Data analytics is the process of collecting, cleaning, and analyzing data to extract meaningful insights. The testing, inspection, and certification (TIC) market is estimated to grow from USD 217.78 billion in 2022 and is likely to grow at a CAGR of 4.02% during 2023-2028 to reach USD 275.83 billion by 2028. It has become increasingly important in the Testing, Inspection, and Certification (TIC) market as TIC providers strive to improve the efficiency, accuracy, and reliability of their services.

Benefits of data analytics for TIC providers

TIC providers can benefit from data analytics in a number of ways, including:

  • Improved decision-making: Data analytics can help TIC providers to make better decisions about their operations, such as how to allocate resources, optimize workflows, and identify new market opportunities.
  • Enhanced risk management: Data analytics can help TIC providers to identify and manage risks more effectively. For example, TIC providers can use data analytics to identify products or industries that are at high risk of quality problems.
  • Reduced costs: Data analytics can help TIC providers to reduce costs by identifying and eliminating inefficiencies in their operations. For example, TIC providers can use data analytics to identify areas where they can automate tasks or streamline workflows.
  • Improved customer service: Data analytics can help TIC providers to improve their customer service by providing them with a better understanding of their customers' needs. For example, TIC providers can use data analytics to identify the types of services that their customers are most interested in and to develop new services to meet those needs.

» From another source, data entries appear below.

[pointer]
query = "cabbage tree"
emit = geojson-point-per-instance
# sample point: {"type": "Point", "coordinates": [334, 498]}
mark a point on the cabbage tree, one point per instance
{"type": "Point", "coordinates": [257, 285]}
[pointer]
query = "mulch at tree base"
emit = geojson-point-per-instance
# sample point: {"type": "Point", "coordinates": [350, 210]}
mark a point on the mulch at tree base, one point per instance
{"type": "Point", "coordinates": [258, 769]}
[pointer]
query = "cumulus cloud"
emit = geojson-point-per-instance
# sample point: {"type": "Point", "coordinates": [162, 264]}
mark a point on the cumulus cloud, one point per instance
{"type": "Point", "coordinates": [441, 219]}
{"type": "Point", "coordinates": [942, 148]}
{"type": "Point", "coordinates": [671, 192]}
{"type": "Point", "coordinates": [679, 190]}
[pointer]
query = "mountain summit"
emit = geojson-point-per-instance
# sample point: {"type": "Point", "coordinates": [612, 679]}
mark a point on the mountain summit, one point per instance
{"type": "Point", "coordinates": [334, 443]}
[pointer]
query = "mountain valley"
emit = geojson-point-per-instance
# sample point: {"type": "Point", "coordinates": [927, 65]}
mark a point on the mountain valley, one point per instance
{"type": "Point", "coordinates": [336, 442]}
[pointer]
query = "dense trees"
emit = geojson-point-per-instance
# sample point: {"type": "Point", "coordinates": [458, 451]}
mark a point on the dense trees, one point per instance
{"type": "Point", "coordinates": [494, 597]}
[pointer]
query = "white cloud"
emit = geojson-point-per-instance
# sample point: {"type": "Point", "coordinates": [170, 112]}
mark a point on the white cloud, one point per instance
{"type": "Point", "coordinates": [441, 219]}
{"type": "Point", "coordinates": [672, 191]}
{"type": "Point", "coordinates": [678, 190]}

Applications of data analytics in the TIC market

TIC providers are using data analytics in a variety of ways, including:

  • Identifying trends and patterns: Data analytics can be used to identify trends and patterns in data, such as the types of products that are most likely to fail or the industries that have the highest rates of accidents. This information can be used to improve the accuracy and efficiency of TIC services.
  • Developing predictive models: Data analytics can be used to develop predictive models that can forecast the likelihood of future events, such as product failures or accidents. This information can be used to develop preventive measures and to help customers make better decisions about their products and operations.
  • Optimizing operations: Data analytics can be used to optimize TIC operations by identifying and eliminating inefficiencies. For example, data analytics can be used to identify the best times to schedule inspections or to determine the optimal way to allocate resources.
  • Developing new services: Data analytics can be used to develop new services that meet the needs of customers. For example, TIC providers can use data analytics to develop predictive maintenance services or to develop services that help customers to comply with industry regulations.

Case studies

Here are some case studies of how TIC providers are using data analytics:

  • SGS is using data analytics to develop predictive maintenance services for its customers in the manufacturing industry. SGS uses data from sensors on its customers' equipment to predict when maintenance is needed, which helps customers to avoid costly downtime.
  • Intertek is using data analytics to help its customers in the food and beverage industry to comply with food safety regulations. Intertek uses data from its inspections to identify trends and patterns in food safety violations. This information is then used to develop targeted training and consulting programs for its customers.
  • Bureau Veritas is using data analytics to develop new services for its customers in the renewable energy industry. Bureau Veritas uses data from its inspections and tests to assess the performance and reliability of renewable energy assets. This information is then used to develop services that help customers to optimize their operations and reduce their costs.

Conclusion

Data analytics is playing an increasingly important role in the TIC market. TIC providers are using data analytics to improve the efficiency, accuracy, and reliability of their services, as well as to develop new services that meet the needs of their customers.